Writing in Science1 today, the team suggests that the geological community should adopt a new average figure: 137.818 ± 0.045.

Dating with atoms

Using the slightly smaller ratio would mean that the ages of many rocks would be reduced by around 800,000 years, says Condon, although in many cases the changes are within the accepted range of uncertainty.

But that uncertainty range is itself going to grow, because the ratio in conventional use does not have uncertainty factored into it, as the new one does.

Three of the team's samples had uranium–lead ratios bigger than 138.0:1. The most extreme outliers could shift dates by 10 million years if they were factored into the revised ratio. But Condon says that all zircon from rocks typically used to date most of geological time falls within the range used to create the new ratio.

“The Earth is still the same age,” he assures Nature.

The work “definitely helps the accuracy of terrestrial dating”, says Greg Brennecka, an isotope geochemist at Arizona State University in Tempe. “Just the realization that these things do vary is important,” he adds.

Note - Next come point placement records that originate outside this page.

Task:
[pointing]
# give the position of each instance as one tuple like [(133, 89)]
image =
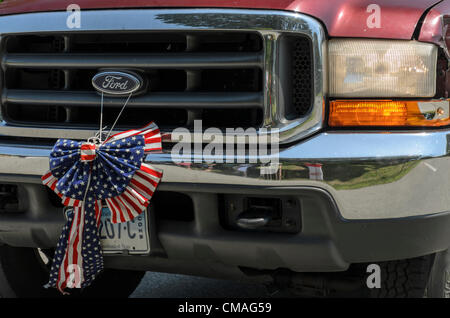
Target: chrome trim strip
[(269, 23), (369, 175)]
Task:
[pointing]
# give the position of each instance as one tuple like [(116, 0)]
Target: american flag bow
[(86, 176)]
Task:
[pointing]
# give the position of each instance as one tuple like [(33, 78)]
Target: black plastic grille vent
[(301, 76), (213, 76)]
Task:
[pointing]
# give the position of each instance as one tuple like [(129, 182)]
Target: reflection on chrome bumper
[(369, 175)]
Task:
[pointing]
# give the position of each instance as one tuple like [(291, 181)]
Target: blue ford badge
[(116, 83)]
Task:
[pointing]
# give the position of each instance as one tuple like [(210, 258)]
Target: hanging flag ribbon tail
[(86, 176)]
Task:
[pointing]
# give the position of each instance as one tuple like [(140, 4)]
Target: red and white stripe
[(73, 254), (87, 151), (135, 199), (49, 180), (151, 135)]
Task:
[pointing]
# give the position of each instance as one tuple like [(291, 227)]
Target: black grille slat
[(141, 61), (301, 76), (48, 78), (188, 100)]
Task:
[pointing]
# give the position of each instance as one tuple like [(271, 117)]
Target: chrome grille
[(228, 67), (213, 76)]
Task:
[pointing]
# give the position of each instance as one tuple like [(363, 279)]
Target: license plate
[(131, 237)]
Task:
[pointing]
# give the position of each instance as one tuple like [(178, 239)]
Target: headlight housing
[(360, 68)]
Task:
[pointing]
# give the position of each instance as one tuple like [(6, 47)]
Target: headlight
[(381, 68)]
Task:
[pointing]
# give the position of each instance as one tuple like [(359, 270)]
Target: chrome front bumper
[(368, 175)]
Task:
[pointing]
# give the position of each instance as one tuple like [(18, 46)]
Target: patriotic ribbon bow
[(86, 175)]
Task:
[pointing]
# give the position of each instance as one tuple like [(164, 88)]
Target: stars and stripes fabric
[(87, 176)]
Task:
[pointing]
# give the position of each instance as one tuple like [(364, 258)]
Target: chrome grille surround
[(270, 24)]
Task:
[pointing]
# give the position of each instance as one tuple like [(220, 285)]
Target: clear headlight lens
[(381, 68)]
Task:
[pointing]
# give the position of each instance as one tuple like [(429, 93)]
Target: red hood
[(341, 17)]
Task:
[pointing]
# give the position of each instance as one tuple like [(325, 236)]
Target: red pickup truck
[(356, 91)]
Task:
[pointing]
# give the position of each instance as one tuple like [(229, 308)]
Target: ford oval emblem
[(116, 83)]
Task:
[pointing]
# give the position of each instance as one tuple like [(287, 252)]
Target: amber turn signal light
[(389, 113)]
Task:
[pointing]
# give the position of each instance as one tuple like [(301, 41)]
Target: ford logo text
[(116, 83)]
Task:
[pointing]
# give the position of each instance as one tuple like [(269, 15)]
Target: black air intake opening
[(296, 75), (216, 77)]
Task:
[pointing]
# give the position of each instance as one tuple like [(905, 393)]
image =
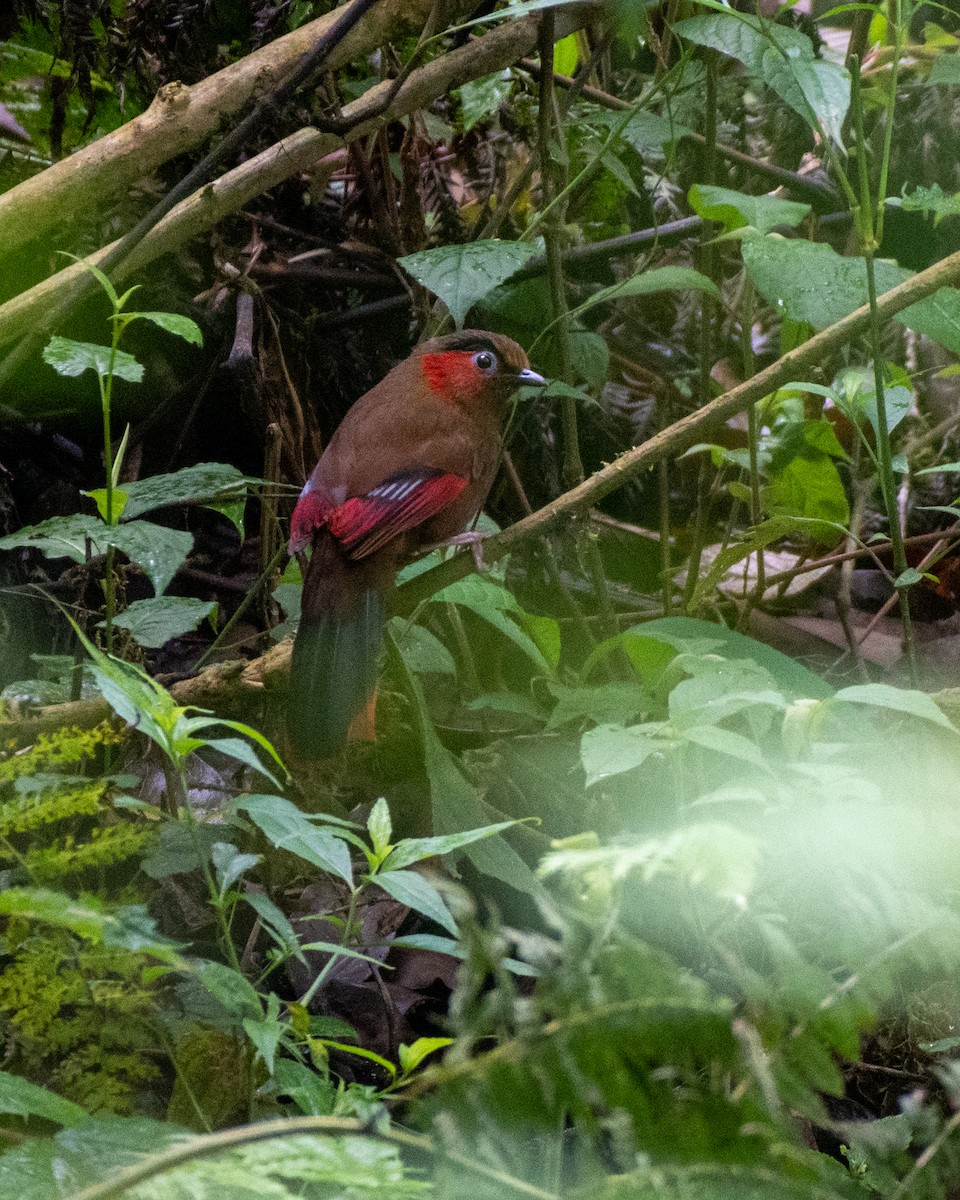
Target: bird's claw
[(474, 539)]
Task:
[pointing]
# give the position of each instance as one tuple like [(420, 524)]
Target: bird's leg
[(472, 538)]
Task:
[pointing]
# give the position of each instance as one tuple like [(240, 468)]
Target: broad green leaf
[(810, 282), (229, 864), (456, 951), (231, 989), (611, 750), (495, 604), (789, 675), (287, 828), (664, 279), (946, 70), (423, 651), (379, 827), (70, 358), (480, 99), (100, 497), (463, 275), (413, 1055), (241, 750), (154, 622), (275, 921), (456, 803), (719, 741), (810, 491), (899, 700), (174, 323), (205, 483), (736, 209), (417, 893), (415, 850), (21, 1098), (780, 57), (156, 550), (60, 537), (643, 131)]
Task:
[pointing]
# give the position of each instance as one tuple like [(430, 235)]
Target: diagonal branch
[(688, 431)]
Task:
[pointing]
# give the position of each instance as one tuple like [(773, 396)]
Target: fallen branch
[(301, 151), (685, 432)]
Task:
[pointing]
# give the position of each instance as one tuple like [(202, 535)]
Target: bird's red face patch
[(453, 375)]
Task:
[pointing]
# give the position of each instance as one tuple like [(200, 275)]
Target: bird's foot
[(474, 539)]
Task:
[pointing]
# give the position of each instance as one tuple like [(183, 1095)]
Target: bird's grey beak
[(531, 378)]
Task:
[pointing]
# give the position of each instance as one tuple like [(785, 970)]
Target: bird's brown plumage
[(409, 466)]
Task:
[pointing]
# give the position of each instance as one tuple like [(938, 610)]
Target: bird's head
[(475, 366)]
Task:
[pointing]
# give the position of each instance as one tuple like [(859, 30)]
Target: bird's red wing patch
[(309, 516), (365, 523)]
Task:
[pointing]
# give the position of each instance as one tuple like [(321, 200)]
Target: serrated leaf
[(21, 1098), (480, 99), (611, 750), (780, 57), (900, 700), (156, 550), (204, 483), (415, 850), (418, 893), (70, 358), (463, 275), (155, 622), (286, 827), (174, 323), (736, 209), (664, 279)]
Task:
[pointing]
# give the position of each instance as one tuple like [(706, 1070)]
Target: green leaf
[(60, 537), (229, 864), (900, 700), (645, 131), (423, 651), (480, 99), (495, 605), (231, 989), (21, 1098), (810, 491), (205, 483), (784, 59), (415, 850), (810, 282), (100, 495), (736, 209), (664, 279), (611, 750), (417, 893), (156, 550), (683, 633), (275, 921), (174, 323), (463, 275), (287, 828), (946, 70), (70, 358), (379, 827), (154, 622), (413, 1055)]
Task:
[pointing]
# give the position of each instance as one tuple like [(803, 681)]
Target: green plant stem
[(865, 226), (708, 267), (279, 556)]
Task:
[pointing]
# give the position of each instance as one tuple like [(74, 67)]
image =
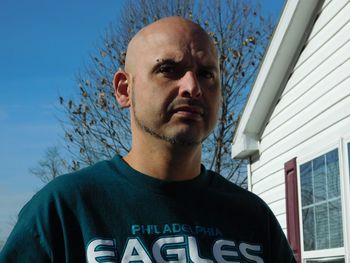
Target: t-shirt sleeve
[(23, 246), (28, 241)]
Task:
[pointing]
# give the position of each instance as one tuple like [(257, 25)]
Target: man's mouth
[(191, 112)]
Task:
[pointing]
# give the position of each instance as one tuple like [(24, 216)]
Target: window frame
[(345, 193)]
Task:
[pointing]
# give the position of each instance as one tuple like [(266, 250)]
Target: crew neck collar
[(161, 186)]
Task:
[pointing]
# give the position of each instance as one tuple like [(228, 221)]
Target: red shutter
[(293, 229)]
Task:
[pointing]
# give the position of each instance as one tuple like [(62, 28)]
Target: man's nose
[(189, 85)]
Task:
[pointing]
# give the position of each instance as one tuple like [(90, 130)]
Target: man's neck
[(165, 161)]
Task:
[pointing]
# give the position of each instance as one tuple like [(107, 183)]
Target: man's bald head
[(176, 26)]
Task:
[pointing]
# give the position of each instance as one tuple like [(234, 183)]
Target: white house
[(295, 129)]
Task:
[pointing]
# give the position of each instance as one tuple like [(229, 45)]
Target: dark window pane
[(322, 231), (335, 222), (320, 193), (306, 184), (309, 228), (332, 164)]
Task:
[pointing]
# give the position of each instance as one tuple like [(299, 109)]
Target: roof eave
[(287, 41)]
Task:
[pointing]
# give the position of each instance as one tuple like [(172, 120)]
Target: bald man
[(157, 203)]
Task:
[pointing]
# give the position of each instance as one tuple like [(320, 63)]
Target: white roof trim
[(280, 56)]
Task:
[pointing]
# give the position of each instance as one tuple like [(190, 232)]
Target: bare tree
[(97, 128), (51, 166)]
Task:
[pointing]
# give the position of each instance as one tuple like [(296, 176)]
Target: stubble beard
[(175, 140)]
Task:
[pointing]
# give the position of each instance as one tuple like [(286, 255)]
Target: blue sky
[(44, 43)]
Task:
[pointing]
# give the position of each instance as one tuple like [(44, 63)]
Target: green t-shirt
[(110, 212)]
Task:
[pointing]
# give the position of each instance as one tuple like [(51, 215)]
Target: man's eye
[(166, 69), (206, 74)]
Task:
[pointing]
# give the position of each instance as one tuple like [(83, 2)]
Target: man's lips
[(189, 111)]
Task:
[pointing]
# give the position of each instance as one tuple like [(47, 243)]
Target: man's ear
[(121, 88)]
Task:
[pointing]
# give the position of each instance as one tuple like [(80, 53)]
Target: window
[(321, 203)]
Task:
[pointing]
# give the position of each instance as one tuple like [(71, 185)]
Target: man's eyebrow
[(165, 61)]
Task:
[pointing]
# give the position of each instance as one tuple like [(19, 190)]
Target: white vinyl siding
[(314, 108)]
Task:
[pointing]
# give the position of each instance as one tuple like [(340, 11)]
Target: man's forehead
[(171, 38)]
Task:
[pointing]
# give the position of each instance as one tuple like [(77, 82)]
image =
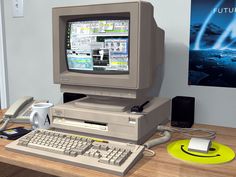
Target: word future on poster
[(212, 53)]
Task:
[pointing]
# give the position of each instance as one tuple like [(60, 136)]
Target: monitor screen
[(98, 45)]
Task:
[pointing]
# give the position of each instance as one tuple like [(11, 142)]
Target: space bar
[(46, 148)]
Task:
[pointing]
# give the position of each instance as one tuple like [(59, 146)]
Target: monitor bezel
[(123, 81)]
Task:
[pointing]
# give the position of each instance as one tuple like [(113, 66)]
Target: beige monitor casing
[(112, 120), (146, 51)]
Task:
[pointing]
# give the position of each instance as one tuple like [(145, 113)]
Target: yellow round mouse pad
[(217, 154)]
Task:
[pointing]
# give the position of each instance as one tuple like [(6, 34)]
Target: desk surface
[(162, 164)]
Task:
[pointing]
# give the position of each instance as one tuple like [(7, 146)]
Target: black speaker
[(182, 114)]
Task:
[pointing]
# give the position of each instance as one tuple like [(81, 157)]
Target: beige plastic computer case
[(145, 54)]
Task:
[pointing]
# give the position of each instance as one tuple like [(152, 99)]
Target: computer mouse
[(199, 145)]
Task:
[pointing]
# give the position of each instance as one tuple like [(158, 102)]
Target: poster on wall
[(212, 51)]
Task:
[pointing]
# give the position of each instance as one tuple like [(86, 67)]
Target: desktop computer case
[(120, 126)]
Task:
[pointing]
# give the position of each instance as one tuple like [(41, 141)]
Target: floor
[(7, 170)]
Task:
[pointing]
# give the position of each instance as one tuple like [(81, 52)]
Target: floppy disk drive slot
[(80, 123)]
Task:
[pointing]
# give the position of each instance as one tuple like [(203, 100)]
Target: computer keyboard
[(103, 155)]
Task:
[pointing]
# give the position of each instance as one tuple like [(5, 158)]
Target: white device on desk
[(110, 52)]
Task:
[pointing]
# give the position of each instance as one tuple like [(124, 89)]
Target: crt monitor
[(98, 45), (106, 49)]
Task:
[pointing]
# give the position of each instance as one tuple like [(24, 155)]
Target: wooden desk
[(161, 165)]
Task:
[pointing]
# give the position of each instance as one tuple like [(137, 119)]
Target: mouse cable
[(190, 132), (149, 144)]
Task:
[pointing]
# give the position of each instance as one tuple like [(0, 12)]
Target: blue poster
[(212, 52)]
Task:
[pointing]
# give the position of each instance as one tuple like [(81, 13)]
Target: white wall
[(29, 50)]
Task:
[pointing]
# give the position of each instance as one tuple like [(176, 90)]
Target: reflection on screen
[(98, 46)]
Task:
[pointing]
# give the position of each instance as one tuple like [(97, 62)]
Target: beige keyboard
[(103, 155)]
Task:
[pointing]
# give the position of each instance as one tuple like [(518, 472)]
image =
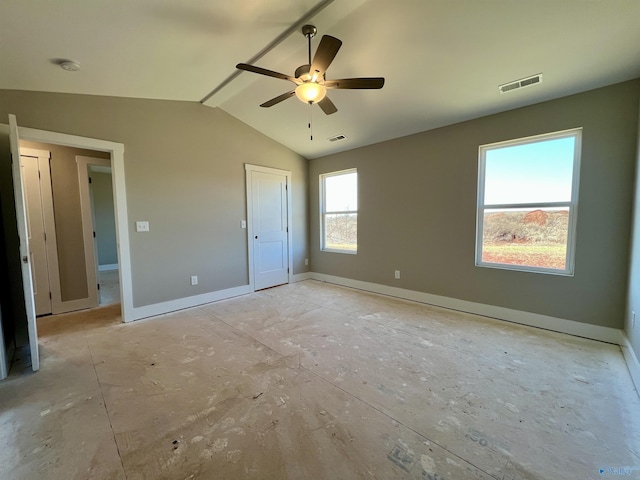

The conventional ratio of 137.88:1 was derived from a consensus opinion among geologists, rather than a hard measurement. The latest work will mean that geochronology is based on "real physical quantities that can be precisely measured, defined and internationally agreed upon", says Condon.

James Mattinson, a geochronologist at the University of California, Santa Barbara, says that the data in the latest paper “beautifully refine accuracy and error analysis for dating”.

“People active in the field will find it very useful in conjunction with the recent efforts to refine the decay constant of 235U relative to the decay constant of 238U — it will lead to greater rigour in accuracy, precision and error assessment in [uranium–lead] geochronology,” he adds.